Arthur and Eames are respectfully quiet, waiting on her to continue.

“When the kick hit, the city started to collapse around us,” she says after a moment and another mouthful of wine. She isn’t much of a drinker, so the wine is already starting to warm her inside. She still wishes they had something harder. “I jumped to ride the kick back up, but it seemed like I was falling for years. Like it would never end. That was the worst part. I thought I would go crazy before I ever hit the ground.”

Arthur leans forward, arms resting on his legs, holding his wine glass between his knees. “And your memory of the kick kept waking you up.”

Ariadne nods. “After the third time, I just gave up on sleeping.”

“That’s why going as deep as Cobb and Mal did is bad business,” Eames says with distaste. “I never understood their desire to push deeper.”

“It’s tempting to see what you can with your mind.”

“Of course it’s tempting, Arthur, but there have to be limits. Mal and Cobb never understood that. They assumed the subconscious was their own personal playground. I personally try to have a little more respect for the secret workings of the mind.”

Arthur has some sort of reply, but Ariadne zones them out, hands clenched between her knees. This debate could take all night, if what she had witnessed in their day to day interaction is any indication, so she cuts them off with a sharp, “Do you mind?”

Both men stop talking and turn their attention to her.

“I’m a little freaked out now that I’m processing everything, so if you have any advice, now would be the time to give it.”
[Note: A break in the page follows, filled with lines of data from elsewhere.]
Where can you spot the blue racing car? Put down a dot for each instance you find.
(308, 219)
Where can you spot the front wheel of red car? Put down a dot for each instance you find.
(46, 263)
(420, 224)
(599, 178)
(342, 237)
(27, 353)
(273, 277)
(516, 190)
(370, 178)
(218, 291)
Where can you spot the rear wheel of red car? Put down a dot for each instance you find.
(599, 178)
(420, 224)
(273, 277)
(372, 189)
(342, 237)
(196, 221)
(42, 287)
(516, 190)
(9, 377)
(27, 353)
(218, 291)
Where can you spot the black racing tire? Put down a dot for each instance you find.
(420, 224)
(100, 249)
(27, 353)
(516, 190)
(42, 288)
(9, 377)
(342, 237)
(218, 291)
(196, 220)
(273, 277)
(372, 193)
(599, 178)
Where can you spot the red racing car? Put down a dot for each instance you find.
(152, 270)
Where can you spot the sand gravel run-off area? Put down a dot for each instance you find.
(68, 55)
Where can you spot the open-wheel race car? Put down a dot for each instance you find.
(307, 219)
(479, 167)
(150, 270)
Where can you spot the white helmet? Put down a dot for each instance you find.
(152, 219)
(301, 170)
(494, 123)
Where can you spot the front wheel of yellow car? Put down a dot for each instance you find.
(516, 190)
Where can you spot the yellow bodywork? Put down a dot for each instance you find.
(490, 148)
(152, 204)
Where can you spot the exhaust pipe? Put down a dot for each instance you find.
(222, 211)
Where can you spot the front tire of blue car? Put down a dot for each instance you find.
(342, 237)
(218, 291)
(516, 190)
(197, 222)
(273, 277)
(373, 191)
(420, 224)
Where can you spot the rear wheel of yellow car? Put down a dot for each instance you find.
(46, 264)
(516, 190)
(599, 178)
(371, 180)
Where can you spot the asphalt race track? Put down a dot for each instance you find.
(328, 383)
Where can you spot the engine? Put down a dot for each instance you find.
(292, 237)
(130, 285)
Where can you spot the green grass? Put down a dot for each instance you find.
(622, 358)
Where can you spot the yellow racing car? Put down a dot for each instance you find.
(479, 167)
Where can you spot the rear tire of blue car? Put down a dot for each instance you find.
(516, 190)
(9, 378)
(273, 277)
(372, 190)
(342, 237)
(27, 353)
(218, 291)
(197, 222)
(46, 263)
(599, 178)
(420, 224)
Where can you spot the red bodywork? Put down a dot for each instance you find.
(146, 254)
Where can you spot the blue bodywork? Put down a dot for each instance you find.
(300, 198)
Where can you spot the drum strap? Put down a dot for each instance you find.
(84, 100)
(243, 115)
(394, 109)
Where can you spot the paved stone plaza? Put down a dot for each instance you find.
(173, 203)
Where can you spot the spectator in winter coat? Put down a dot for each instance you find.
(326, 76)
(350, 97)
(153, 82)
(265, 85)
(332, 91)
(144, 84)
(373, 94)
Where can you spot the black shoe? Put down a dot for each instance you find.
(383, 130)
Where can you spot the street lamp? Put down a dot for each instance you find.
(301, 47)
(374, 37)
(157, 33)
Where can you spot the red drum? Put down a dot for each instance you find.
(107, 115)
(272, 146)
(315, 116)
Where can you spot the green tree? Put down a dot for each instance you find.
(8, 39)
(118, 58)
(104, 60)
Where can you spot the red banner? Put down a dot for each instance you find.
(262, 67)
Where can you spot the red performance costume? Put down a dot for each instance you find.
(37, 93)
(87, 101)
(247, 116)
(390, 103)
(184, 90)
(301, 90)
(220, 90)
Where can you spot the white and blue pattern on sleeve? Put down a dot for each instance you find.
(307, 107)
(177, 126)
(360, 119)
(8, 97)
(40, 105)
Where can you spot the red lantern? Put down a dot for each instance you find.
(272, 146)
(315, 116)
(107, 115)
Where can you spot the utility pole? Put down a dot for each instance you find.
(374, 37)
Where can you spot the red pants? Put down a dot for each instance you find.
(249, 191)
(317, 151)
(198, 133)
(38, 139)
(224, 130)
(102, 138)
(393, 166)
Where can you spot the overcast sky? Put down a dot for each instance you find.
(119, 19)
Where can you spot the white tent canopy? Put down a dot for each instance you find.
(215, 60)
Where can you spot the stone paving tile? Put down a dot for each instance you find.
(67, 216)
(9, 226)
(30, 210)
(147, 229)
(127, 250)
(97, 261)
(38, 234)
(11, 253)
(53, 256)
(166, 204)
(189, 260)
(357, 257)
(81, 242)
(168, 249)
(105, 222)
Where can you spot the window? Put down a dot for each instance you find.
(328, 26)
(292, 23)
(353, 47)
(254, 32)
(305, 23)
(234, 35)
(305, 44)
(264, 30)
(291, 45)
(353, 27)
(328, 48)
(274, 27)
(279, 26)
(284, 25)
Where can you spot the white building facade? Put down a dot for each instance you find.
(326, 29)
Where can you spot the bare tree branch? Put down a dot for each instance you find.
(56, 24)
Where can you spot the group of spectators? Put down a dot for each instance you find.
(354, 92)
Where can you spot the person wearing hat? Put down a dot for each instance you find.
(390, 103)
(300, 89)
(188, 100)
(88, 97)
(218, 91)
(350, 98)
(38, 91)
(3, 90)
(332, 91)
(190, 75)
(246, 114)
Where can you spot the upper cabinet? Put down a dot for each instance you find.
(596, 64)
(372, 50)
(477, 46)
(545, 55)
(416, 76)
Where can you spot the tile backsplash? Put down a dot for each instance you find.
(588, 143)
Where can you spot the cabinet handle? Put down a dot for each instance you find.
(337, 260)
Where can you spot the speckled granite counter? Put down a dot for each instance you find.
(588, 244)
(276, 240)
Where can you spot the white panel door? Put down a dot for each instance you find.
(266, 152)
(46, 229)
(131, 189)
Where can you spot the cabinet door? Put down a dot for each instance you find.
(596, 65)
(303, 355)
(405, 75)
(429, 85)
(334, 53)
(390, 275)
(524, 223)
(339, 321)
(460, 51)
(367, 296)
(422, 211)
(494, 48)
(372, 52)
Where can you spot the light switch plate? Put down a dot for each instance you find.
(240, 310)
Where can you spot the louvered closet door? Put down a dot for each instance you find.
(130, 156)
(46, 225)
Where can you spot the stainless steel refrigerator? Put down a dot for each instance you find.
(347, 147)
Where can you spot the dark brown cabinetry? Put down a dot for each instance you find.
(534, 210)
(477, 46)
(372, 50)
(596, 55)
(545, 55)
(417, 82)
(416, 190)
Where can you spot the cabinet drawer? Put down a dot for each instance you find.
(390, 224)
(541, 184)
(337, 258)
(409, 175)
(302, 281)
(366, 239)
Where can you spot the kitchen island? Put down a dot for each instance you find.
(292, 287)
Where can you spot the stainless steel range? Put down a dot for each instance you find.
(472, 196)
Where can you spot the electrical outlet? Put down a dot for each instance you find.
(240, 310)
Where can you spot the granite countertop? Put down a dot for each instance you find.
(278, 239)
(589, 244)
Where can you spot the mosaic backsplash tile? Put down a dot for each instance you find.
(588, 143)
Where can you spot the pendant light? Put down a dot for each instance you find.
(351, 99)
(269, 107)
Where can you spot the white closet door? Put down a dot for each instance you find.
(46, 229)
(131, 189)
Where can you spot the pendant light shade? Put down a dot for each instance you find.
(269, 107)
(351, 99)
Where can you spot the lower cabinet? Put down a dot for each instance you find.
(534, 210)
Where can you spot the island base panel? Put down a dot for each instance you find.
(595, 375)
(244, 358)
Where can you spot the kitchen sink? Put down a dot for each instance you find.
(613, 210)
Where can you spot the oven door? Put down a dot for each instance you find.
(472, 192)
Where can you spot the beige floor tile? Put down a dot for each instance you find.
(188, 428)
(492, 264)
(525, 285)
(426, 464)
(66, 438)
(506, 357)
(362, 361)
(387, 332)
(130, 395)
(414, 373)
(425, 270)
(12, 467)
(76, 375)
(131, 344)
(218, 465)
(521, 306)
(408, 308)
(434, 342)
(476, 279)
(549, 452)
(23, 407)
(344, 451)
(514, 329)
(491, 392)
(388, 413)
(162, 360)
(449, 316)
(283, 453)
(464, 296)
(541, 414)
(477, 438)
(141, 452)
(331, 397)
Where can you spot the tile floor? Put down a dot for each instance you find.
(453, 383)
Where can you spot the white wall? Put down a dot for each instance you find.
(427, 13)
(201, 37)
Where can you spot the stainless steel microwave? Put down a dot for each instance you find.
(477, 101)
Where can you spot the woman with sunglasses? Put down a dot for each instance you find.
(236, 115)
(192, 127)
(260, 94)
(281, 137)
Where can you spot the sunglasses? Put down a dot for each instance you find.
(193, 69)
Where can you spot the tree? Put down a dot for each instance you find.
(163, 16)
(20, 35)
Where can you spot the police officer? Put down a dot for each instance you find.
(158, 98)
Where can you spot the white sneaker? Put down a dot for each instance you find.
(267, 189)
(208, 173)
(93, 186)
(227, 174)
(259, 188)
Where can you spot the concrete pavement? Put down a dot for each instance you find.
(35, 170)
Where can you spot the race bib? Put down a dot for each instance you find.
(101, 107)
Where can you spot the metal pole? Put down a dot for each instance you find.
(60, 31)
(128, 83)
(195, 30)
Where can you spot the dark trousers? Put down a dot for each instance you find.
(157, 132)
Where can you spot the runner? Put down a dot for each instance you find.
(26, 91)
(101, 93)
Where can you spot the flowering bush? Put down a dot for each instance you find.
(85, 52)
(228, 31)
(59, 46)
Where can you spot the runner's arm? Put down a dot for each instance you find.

Eames and Arthur exchange a look. An entire conversation passes between them in an instant. Arthur’s expression darkens, a muscle twitching in his jaw. Eames shrugs, amusement slightly curving the corners of his mouth. The air is suddenly charged, and Ariadne doesn’t know what to make of it, this silent and electric communication between them.

“Your call, darling,” Eames tells Arthur.

Arthur seems to tense even more. “This isn’t like the other times.”

“I wouldn’t do Ariadne the disservice of thinking it is.” Eames is dangling his glass over the plush white carpet, letting it pivot on the tips of his fingers.

“What are you two talking about?” she asks, looking between them, irritated and curious and apprehensive all at once.

Arthur turns his attention back to her. Something has changed; he seems coiled up tight, ready to spring. “We might know something that will take the edge off.”

Eames, in contrast, seems to be uncoiling outward, taking up more space by the minute, his body radiating relaxation. “Arthur might know. I, however, can guarantee it’s a cure for insomnia.”

She glances from one to the other. “What?”

Arthur meets her eyes steadily. “Sex.”

She blinks in surprise. “What?”

“Sex, Ariadne. Shagging. Fucking.” Eames says the last with relish. “Perfect way to distract the mind after the day we’ve had.”

Her face goes hot. “That was rhetorical, Eames.”

“You don’t have to.” Arthur looks like he dearly wishes he could take the offer back. “No one here will be offended if you say no. It’s just an offer.”

“We will, however, be terribly disappointed.” Eames smiles at her like the snake must have smiled at Eve in the Garden of Eden. “Arthur especially. He’s been fantasizing about you since you walked in and started calling Cobb on his bullshit.”

Arthur turns one of his dark glares on Eames, but a blush is spreading rapidly across his cheeks. With a horrified sort of awe, Ariadne realizes that Eames isn’t teasing Arthur, or trying to embarrass him. He’s telling on him, giving away his secrets.

Something brittle in Ariadne snaps. She can hear her heart pounding and the blood rushing in her ears as she gets to her feet.

“Excuse me,” she says politely and walks out of the room.

She finds the bathroom on automatic. It is nearly as big as her bedroom in her Paris flat, with a long marble counter and a huge, rainfall shower, but Ariadne doesn’t notice it as she shuts herself in and locks the door. All she wants, all she can think about, is checking her totem against reality to make sure she isn’t dreaming.

Because she’s pretty sure Arthur and Eames just proposed a threesome to her.

She digs the bishop out of her front pocket and sets it on the counter. She knocks it over with a flick of her finger; it falls flat and doesn’t roll, so she isn’t dreaming. She does it a second time just to make sure. Still not dreaming.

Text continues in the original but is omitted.